Table 3 Summary of results showing the estimated excess LoS due to hospital-onset SARS-COV-2 infection, with and without confounding adjustment using inverse probability weights

Because inverse probability weighting removes confounding by creating a pseudo-population in which the probability of infection is independent of the measured confounders, it is desirable for the stability of the results that the weights are not too unbalanced (that is, far away from 1), which can occur when there are individuals in the population with very low probability of infection. The inverse probability weights had a mean of 0.999 and median 1.000, with interquartile range of 0.011. The entire range was 0.15–133, weights above 10 being capped at 10 to ensure stability.

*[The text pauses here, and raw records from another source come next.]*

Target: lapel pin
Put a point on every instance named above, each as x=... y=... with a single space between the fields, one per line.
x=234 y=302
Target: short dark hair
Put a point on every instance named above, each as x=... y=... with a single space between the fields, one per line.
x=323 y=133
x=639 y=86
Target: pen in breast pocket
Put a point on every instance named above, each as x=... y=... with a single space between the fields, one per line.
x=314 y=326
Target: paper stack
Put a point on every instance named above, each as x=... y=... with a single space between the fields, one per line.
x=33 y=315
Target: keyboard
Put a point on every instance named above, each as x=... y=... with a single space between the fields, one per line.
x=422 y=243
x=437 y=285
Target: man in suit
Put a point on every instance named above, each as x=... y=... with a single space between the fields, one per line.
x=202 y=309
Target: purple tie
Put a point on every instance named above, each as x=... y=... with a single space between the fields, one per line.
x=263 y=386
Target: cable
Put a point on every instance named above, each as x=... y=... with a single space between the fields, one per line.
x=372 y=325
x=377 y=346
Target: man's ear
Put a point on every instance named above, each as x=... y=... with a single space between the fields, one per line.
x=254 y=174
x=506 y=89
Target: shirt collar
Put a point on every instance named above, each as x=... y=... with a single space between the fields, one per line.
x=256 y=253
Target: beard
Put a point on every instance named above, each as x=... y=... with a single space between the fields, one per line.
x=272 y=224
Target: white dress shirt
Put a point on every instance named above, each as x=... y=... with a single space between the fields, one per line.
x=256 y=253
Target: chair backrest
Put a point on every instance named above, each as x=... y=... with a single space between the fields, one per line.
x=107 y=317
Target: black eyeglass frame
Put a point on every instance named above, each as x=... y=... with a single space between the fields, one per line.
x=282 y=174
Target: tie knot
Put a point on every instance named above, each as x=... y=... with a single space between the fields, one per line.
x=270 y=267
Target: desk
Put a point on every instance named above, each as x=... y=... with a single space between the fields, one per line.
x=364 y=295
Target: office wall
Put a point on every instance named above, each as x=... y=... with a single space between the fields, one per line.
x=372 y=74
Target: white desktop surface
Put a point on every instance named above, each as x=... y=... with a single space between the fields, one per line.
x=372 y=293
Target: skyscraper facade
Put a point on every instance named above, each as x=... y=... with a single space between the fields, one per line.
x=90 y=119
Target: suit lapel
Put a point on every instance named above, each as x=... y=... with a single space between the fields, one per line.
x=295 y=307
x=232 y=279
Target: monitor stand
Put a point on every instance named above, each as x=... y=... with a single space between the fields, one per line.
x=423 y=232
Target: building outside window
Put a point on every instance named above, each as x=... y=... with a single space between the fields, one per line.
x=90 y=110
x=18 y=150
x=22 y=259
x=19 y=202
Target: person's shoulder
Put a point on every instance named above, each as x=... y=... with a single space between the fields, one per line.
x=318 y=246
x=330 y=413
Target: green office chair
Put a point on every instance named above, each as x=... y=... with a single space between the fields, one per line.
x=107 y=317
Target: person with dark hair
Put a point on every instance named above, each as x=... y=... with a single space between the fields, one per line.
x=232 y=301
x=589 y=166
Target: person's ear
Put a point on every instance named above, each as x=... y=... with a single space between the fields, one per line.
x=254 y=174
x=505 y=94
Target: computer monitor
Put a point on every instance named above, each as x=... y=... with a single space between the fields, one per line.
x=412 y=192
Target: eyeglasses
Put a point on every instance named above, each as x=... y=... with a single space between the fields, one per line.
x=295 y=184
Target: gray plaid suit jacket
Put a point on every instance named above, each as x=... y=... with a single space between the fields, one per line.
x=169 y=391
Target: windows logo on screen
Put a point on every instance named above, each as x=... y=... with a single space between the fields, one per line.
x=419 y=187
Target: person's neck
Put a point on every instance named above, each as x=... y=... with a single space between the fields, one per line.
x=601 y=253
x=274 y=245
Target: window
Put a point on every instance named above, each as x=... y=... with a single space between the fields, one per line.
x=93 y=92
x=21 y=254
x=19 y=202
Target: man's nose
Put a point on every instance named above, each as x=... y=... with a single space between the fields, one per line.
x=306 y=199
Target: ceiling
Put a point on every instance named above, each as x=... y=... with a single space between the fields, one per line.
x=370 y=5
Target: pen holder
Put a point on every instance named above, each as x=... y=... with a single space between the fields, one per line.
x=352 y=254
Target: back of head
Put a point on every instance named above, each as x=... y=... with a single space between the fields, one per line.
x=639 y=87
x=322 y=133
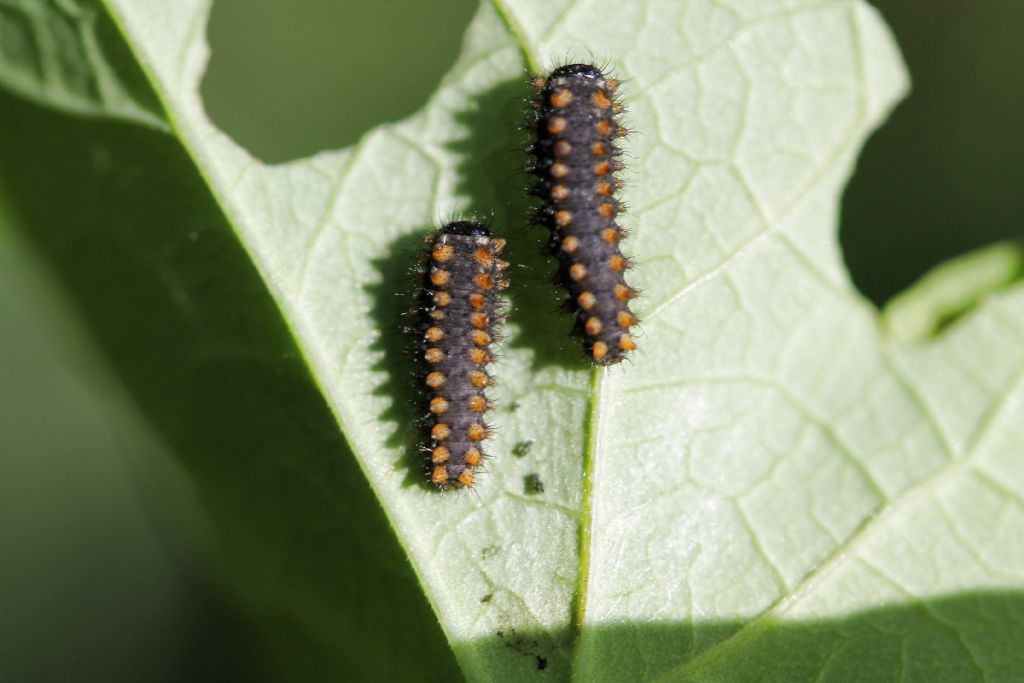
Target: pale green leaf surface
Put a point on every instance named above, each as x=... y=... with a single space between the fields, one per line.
x=768 y=458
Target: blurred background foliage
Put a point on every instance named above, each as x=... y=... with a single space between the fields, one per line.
x=98 y=586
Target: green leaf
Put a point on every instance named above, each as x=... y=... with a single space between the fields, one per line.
x=772 y=488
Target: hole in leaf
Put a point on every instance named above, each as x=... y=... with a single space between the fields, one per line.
x=942 y=177
x=287 y=80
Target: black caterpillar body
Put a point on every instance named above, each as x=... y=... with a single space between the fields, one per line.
x=576 y=164
x=459 y=311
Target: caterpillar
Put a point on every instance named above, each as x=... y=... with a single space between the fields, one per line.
x=576 y=160
x=459 y=312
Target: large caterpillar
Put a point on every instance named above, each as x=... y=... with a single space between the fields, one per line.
x=459 y=311
x=576 y=163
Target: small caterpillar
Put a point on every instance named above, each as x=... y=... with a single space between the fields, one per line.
x=459 y=311
x=576 y=161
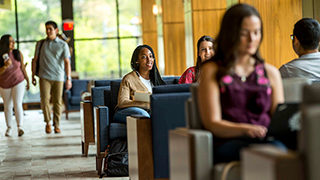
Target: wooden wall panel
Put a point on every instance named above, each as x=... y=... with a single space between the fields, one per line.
x=174 y=48
x=173 y=37
x=208 y=4
x=172 y=11
x=205 y=23
x=279 y=17
x=149 y=25
x=149 y=22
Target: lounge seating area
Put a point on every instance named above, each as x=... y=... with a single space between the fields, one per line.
x=173 y=145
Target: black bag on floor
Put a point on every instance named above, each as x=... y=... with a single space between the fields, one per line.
x=116 y=160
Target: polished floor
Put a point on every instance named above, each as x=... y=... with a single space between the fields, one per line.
x=37 y=155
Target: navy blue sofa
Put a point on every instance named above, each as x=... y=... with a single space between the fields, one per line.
x=106 y=130
x=72 y=97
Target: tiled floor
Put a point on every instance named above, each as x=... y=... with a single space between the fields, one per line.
x=37 y=155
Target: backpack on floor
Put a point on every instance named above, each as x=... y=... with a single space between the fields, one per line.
x=116 y=160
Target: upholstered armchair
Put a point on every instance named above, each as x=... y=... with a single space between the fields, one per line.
x=106 y=130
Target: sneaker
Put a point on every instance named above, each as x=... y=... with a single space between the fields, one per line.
x=48 y=128
x=20 y=132
x=57 y=130
x=9 y=131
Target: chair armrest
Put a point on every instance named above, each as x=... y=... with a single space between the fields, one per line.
x=191 y=154
x=67 y=94
x=268 y=161
x=140 y=148
x=97 y=94
x=67 y=97
x=102 y=128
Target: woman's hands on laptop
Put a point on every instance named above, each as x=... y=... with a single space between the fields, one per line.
x=255 y=131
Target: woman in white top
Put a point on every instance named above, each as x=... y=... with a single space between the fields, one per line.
x=144 y=76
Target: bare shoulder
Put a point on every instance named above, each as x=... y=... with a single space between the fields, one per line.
x=272 y=71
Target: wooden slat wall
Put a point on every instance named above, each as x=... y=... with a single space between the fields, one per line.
x=149 y=25
x=173 y=37
x=279 y=17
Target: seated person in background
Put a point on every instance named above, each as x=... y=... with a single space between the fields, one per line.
x=144 y=76
x=305 y=42
x=238 y=91
x=205 y=52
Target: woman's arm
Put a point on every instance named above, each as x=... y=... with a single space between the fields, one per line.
x=125 y=92
x=188 y=76
x=277 y=95
x=5 y=66
x=210 y=109
x=23 y=69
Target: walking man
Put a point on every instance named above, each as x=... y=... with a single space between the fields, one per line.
x=53 y=56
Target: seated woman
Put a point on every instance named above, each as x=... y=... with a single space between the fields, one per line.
x=144 y=76
x=205 y=52
x=238 y=91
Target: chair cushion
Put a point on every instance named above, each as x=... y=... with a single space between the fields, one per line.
x=171 y=79
x=171 y=88
x=232 y=170
x=117 y=130
x=78 y=86
x=75 y=100
x=115 y=86
x=98 y=83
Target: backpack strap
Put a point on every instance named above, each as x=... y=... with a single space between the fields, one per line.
x=41 y=43
x=16 y=54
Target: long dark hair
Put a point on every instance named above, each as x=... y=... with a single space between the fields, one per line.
x=228 y=39
x=4 y=48
x=199 y=61
x=154 y=74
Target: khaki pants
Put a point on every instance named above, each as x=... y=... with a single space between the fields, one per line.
x=54 y=89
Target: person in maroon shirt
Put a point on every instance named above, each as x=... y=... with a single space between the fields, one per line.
x=12 y=84
x=238 y=91
x=205 y=52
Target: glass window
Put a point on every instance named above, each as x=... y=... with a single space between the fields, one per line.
x=8 y=22
x=94 y=18
x=130 y=19
x=97 y=59
x=32 y=16
x=127 y=48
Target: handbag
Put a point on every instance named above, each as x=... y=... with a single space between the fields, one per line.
x=37 y=65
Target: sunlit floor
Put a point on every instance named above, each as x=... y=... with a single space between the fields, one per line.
x=37 y=155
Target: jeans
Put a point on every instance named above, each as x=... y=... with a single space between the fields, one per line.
x=230 y=151
x=51 y=89
x=13 y=97
x=121 y=114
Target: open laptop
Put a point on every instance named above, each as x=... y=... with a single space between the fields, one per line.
x=285 y=123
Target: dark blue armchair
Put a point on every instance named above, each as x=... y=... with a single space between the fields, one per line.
x=72 y=97
x=106 y=130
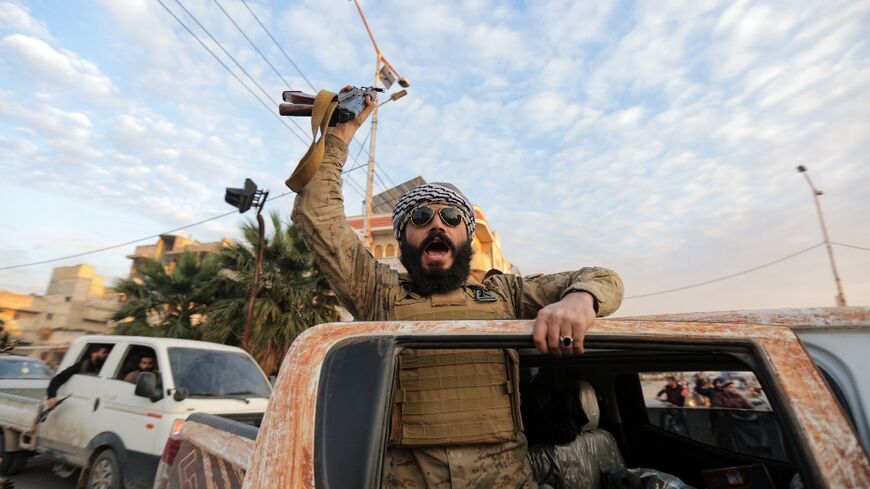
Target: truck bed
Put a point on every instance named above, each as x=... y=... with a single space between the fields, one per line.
x=20 y=412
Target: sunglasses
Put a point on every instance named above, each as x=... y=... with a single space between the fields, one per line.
x=422 y=216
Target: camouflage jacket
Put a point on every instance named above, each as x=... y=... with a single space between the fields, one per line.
x=366 y=287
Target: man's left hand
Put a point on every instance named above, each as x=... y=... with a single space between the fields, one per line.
x=571 y=317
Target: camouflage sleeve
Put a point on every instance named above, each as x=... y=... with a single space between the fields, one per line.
x=318 y=214
x=528 y=295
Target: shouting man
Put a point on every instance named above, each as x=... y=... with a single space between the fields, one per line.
x=480 y=445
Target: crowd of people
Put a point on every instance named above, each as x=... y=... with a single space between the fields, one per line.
x=728 y=390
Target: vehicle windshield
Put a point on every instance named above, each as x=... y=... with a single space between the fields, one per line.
x=209 y=373
x=23 y=368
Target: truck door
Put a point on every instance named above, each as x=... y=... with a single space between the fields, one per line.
x=70 y=427
x=134 y=419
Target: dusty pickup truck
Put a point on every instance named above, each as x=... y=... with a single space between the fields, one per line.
x=114 y=423
x=800 y=372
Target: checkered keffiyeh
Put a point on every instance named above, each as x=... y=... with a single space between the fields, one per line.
x=431 y=193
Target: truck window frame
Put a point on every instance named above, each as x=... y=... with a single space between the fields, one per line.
x=747 y=351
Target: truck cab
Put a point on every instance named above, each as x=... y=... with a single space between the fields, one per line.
x=328 y=420
x=114 y=423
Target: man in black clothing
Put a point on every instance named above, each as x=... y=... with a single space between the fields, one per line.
x=673 y=392
x=89 y=365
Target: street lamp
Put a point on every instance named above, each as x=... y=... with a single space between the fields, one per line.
x=841 y=297
x=384 y=72
x=243 y=199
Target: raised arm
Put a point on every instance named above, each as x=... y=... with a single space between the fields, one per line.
x=564 y=305
x=318 y=214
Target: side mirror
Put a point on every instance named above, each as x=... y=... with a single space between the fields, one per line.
x=179 y=394
x=146 y=386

The implied excess LoS decreases from 2.0 days down to 0.9 days over the first 3 phases, but increases again to 1.5 in phase 4. Even when not adjusted for confounding, the excess LoS due to infection (Table 3) is substantially lower than the apparent difference observed (Table 1) for all four phases. For the counterfactual where no infections occur, there is a notable difference in implied excess depending on whether we account for confounding or not in phase 1, but over later phases the effect of adjusting for confounding diminishes.

If we consider alternative definitions of hospital-onset (Table 4) in phase 1, we see that as we make the definition stricter, the implied excess LoS falls from 2.0 to 1.5 days. Meanwhile, the effect of adjusting for confounding is seen to increase the stricter the definition.

Table 4 Sensitivity to hospital-onset definition during phase 1

Re-admissions within 7 days occurred for approximately 15% of hospital onset COVID-19 patients and 12% of non-COVID-19 patients. Including re-admissions increases the observed mean by about 1 day (Table 5) but has little effect on the excess days per infection (though increasing the excess by 0.6 days when not adjusting for confounding).

Table 5 Summary of results showing the estimated excess LoS including re-admissions due to hospital-onset SARS-COV-2 infection, with and without confounding adjustment using inverse probability weights


We would expect an infection with SARS-COV-2 to prolong a hospital patient’s stay for various reasons. Once infected the patient may have stayed long enough to develop COVID-19 of sufficient severity to warrant being kept longer in hospital. Even in cases not reaching a high level of severity, if infection was thought to be of sufficient additional concern patient discharge could have been delayed. Delays are also expected to have occurred in discharging known SARS-COV-2 patients to a care home or other form of community care [18]. Conversely, infection might shorten stay due to hospitals making efforts to discharge SARS-COV-2 patients early to reduce risks of transmission, or because infected patients died prematurely as a result of the infection. For this last reason, irrespective of the size of the excess LoS, the consequences of acquiring SARS-CoV-2 in hospital were severe. This study does not tell us anything about each of these individual processes or how they may have contributed to the results.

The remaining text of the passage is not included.